Previous studies have generally investigated subcutaneous injections/infusions with the use of syringe and needles or infusion sets utilizing butterfly needles. These needles4 range from 31 to 26 gauge, with the majority being larger needle size. Other publications have theorized that smaller gauge needles introduce greater discomfort due to increased fluid velocity at a constant flowrate10, 11. Flowrate in conjunction with needle size could be important.
At Enable, we believe a smaller needle size is preferred based on our experience that smaller needle sizes produce less injection site pain6, 7 and less leakage and backflow.
Drug Variables and Considerations
Drug-contributing characteristics that impact patient tolerability of high-viscosity, large-volume subcutaneous infusion must be considered, which includes delivery volume and viscosity.
Volume and Viscosity
The Enable technology is designed to deliver up to 50 mL of drug product independent of viscosity at a specified subcutaneous site.

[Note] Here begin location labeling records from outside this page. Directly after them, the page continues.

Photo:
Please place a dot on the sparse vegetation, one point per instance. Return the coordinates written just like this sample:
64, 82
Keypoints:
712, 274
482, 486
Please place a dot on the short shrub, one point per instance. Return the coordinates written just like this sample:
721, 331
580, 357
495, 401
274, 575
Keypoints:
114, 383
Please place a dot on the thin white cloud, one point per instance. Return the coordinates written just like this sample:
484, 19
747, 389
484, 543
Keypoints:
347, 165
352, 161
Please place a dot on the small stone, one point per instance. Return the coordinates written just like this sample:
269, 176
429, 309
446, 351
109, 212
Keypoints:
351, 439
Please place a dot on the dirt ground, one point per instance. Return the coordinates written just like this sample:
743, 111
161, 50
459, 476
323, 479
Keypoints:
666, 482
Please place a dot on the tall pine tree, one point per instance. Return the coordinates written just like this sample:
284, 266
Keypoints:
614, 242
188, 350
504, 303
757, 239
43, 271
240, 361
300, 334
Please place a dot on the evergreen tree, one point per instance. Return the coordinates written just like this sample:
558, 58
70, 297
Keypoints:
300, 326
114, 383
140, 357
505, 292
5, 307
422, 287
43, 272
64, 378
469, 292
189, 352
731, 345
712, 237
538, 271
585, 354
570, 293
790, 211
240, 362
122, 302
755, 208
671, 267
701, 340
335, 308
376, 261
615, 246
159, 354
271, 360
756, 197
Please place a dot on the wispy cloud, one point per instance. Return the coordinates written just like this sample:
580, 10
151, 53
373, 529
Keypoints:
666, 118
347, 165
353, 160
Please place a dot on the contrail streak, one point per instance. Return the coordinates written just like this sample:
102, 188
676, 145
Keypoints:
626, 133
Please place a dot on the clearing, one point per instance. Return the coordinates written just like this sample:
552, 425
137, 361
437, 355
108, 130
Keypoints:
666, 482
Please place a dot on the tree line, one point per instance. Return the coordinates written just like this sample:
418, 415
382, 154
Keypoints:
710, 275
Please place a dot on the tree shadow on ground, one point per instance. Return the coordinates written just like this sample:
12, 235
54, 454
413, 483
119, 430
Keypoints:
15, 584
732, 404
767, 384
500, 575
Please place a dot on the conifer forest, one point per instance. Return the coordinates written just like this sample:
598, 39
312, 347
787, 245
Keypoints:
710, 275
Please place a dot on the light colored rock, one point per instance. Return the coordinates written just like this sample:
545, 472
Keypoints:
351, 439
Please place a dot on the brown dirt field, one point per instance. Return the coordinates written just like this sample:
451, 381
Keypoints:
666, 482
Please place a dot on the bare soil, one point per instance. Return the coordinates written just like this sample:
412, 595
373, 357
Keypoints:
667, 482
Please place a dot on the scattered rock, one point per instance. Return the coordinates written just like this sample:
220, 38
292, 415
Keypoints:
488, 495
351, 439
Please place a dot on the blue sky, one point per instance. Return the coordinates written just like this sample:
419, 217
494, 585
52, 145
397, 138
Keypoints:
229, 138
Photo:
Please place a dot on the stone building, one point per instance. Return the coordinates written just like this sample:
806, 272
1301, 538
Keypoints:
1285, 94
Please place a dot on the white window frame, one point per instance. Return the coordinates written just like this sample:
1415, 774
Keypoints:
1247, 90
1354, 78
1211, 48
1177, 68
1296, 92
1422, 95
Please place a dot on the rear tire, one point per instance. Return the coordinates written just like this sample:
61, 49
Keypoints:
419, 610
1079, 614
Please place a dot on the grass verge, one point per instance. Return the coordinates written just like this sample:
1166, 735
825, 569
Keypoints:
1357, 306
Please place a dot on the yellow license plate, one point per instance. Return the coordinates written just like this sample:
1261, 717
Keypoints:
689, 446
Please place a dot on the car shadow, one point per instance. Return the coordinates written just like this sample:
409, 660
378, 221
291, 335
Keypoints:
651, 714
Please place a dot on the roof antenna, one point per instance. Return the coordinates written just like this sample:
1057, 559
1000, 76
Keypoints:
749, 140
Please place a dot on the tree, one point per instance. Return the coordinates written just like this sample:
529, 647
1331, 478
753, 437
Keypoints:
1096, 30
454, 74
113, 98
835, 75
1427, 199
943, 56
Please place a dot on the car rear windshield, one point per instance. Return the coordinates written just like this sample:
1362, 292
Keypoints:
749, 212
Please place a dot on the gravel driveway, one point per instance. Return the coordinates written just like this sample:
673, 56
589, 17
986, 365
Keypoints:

Studies suggest that injection site pressure is less affected by volume and more dependent on viscosity7, 9. Typically, pharmaceutical companies have had the mindset to pursue high-concentration (high-viscosity) and low-volume formulations based on limitations with previously available delivery systems.
Enable is encouraging pharma and biopharmaceutical companies to take advantage of the high-volume enFuse platform to facilitate drug product formulation development for subcutaneous administration by allowing flexibility in the drug concentration and delivery volume.
Other Drug-Specific Attributes
Other drug-specific variables which affect patient tolerability may include pH, osmolality, excipients, and temperature. Much is known5 about patient tolerability with low-volume subcutaneous injections, but what is the pain tolerance and how is it affected by these drug-specific attributes of the therapeutic?
Patient Variables and Considerations
Injection Pressure and Backpressure
The Enable enFuse® utilizes a constant, relatively low pressure mechanism to deliver the drug to the subcutaneous space. Unlike constant flowrate infusion pumps, the enFuse platform automatically adjusts the flowrate of the drug based on the backpressure being created within the injection site. This is fundamentally different and potentially advantageous to patient preference and tolerability compared to constant flowrate pumps.
Previous studies2, 8 have investigated tissue backpressure as a function of flowrate, viscosity, and delivered volume. However, all of these studies were executed with constant flowrate pumps.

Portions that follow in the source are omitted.